I have a hard time figuring out how the distribution of the maximum converges in distribution to a Gaussian. 
In the following Question it is claimed that the maximum of the sample $X_i$ of a $U[0,\theta]$ , with $\theta$ = 1, will follow a Beta distribution.
Question about asymptotic distribution of the maximum
I also tried to figure it out empirically and always came to a more or less the result in the Graph bellow. Also from a logical point of view (atleast my logic) the distribution should never be able to converge to a Gaussian since the Expected Value of $\hat\theta$ is asymptotically equal to $\theta$ and because all possible $X_i$ have to be smaller than $\theta$, therefore there can not exist Values on the right side of $E[\hat\theta]$, which makes it impossible to converge to a Normal Distribution. 
Where do I make my mistake? I haven't found a similiar question considering the contradiction.


 A: 
A property of the Maximum Likelihood Estimator is, that it asymptotically follows a normal distribution if the solution is unique.

Not necessarily.  So far as I am aware, all the theorems establishing the asymptotic normality of the MLE require the satisfaction of some "regularity conditions" in addition to uniqueness.  Roughly speaking, these regularity conditions require that the MLE was obtained as a stationary point of the likelihood function (not at a boundary point), and that the derivatives of the likelihood function at this point exist up to a sufficiently large order that you can take a reasonable Taylor approximation to it.    (The proofs of asymptotic normality then use the Taylor expansion and show that the higher order terms vanish asymptotically.)

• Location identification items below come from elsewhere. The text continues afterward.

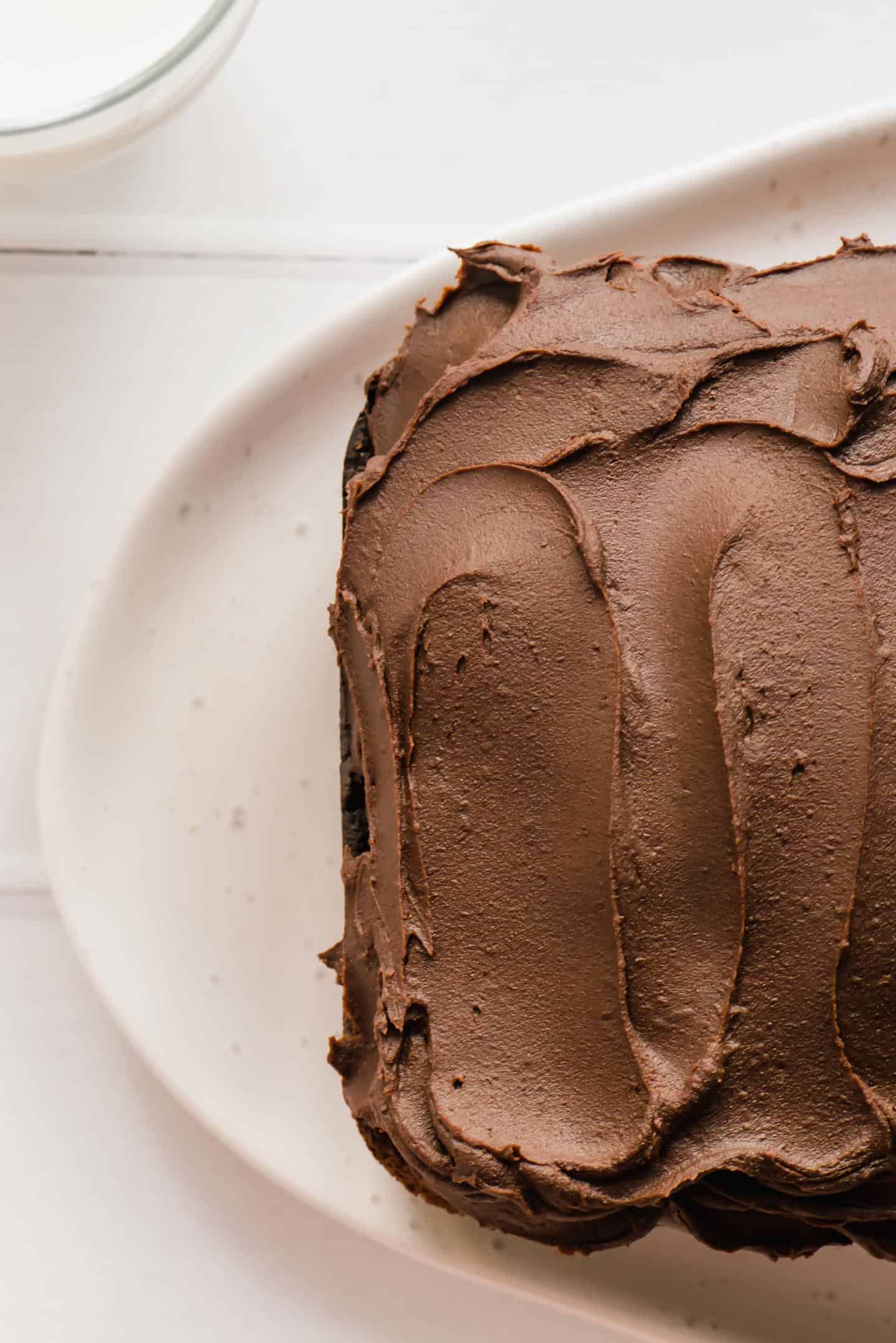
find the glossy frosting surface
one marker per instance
(614, 618)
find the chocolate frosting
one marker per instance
(620, 751)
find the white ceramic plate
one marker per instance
(189, 784)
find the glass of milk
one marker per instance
(80, 80)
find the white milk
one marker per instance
(57, 54)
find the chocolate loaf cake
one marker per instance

The notes you have shown in your question gloss over this requirement, so I imagine that your teacher is interested in giving you the properties for the general case, without dealing with tricky cases where the "regularity conditions" do not hold.  However, if you have a look at textbooks that actually prove the asymptotic normality of the MLE, you will see that the proof always hinges on these regularity conditions.  (And indeed, good textbooks will usually supply counter-examples that show that asymptotic normality does not hold for some examples that don't obey the regularity conditions; e.g., the MLE of the uniform distribution.)
In the case of the MLE of the uniform distribution, the MLE occurs at a "non-stationary point" of the likelihood function, so the "regularity conditions" required for theorems asserting asymptotic normality do not hold.  So far as I am aware, the MLE does not converge in distribution to the normal in this case.